Oh Lordy - another self- deluder here - he wouldn't cooperate at all when he went to the test the health visitor does (is it at 2 years old?) where they want them to stack shapes, and point at a bird in a book and say "bird" etc. He spent most of the time trying to turn the light on and off. She says "is he usually like this?". I say "sort of but he is worse when he is somewhere he isn't used to". He wouldn't stand on the scales to be weighed...So SHE says - "well if you are concerned, I can get the gp to refer you..." me - still completely oblivious (I just needed to be stricter with him obviously)
He was obsessed by traffic lights. Failure to follow certain routines caused a crisis. He was more upset by a commercial that showed a car being crushed than he would have been if another human being had been injured. Pain just didn't register - even when he had a burn that was bad enough to go to A&E with there was no reaction. He was very easy to wean - he ate anything and everything - and then one day would only eat white foods.
Very similar to Polgergoose and moosemama - I admit to being smug too .

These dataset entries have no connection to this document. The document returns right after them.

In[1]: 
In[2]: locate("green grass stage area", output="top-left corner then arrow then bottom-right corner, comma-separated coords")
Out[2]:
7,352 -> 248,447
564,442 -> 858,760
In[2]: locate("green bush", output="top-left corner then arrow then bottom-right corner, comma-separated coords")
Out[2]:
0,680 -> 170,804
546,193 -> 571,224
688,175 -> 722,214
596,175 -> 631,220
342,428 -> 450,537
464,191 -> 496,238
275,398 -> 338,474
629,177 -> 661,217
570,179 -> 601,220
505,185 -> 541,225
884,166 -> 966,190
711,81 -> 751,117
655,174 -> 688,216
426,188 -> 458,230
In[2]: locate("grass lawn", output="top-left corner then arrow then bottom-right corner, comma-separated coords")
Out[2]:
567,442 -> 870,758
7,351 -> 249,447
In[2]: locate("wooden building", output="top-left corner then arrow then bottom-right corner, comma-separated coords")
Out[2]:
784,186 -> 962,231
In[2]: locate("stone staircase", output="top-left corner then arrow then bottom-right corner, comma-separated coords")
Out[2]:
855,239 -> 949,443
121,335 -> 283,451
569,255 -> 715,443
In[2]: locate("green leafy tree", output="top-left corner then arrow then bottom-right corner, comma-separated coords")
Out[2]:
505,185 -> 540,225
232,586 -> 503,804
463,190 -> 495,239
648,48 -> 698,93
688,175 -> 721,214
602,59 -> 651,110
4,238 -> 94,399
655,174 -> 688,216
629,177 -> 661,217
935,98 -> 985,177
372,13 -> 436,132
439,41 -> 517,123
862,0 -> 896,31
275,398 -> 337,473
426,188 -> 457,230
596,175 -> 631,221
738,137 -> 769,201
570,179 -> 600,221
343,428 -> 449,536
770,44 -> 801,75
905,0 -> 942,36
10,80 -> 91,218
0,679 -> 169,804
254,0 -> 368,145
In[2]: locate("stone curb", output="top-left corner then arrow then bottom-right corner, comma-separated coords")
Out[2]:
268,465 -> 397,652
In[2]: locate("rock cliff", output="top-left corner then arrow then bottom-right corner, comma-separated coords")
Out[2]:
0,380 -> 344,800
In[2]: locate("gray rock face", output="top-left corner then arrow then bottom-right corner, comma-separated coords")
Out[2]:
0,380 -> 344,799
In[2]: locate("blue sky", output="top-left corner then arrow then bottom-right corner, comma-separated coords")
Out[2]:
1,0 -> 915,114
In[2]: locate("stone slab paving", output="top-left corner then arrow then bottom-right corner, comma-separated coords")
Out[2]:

He did stand out significantly from other children his age, and there was a certain amount of jealousy from other parents at how far ahead he seemed to be developmentally (ironic). Everyone commented on how bright and advanced he was, even sociable and outgoing (which I suppose he was for a 2-3 year old), he hit all his milestones way ahead of his peers, and problems didn't begin to surface properly till pre-school when I noticed that socially he didn't interact the same way as the other children did and his reactions to situations he didn't like were a bit extreme. Nursery staff didn't have much to say about it, thought he was just a bit behind in those areas and would catch up. Major problems didn't really start showing until he got to school (he was nearly 5 - November birthday) then it all went tits up.
He has made loads of progress over the years, but I'd just like to add that he's 14 now and puberty is crap .
oh Gosh. I have found this thread interesting, helpful and upsetting all in one go. my very precious DS2 is suspected ASD he is 26 months. we were concerned initially as his speech stopped around 18 months. He is my 3rd of 4 children and was by far the best baby. however its becoming apparent now he has differences. He has obsessive play patterns major speech delay. Ignores us if we call his name. doesnt point but has started to wave. he has lots of other little quirks too so we decided to have him refered for investigatin the wait here is 6-9 months so we paid privately to have him see a speech therapist who confirmed in her opinion he is defo ASD. I know we need to wait on the developmental teams assessment for a definative diagnosis but this is enough for us to accept that we need to work with him to help him.
Today i am heartbroken for him, up until the last couple of days he would eat and drink anythng and was a pleasure to feed, however 2 days ago he just stopped eating and yesterday he started this moaning noise. i cant pin it to any behaviour or event it just seems nonsensical and random.
i suppose its all seeming more real now. did any of you mmmys have periods like this were u feel so sad for your dc?
chubbymomie2012 have you posted a thread about your ds2? I think there are a lot of mnetters on the special needs board who will have a ton of advice about ways to help him.
dd didnt smile much she didnt point or wave. Dd was non verbal had awful tantrums and disliked being hugged.
Dd spent most of her days playing quietly alone and if she was watching telly she didnt realise someone had entered the house. She didnt respond to her name and if we had guest she hid under the table. Dd had a very high pain threshold and cried at loud noises.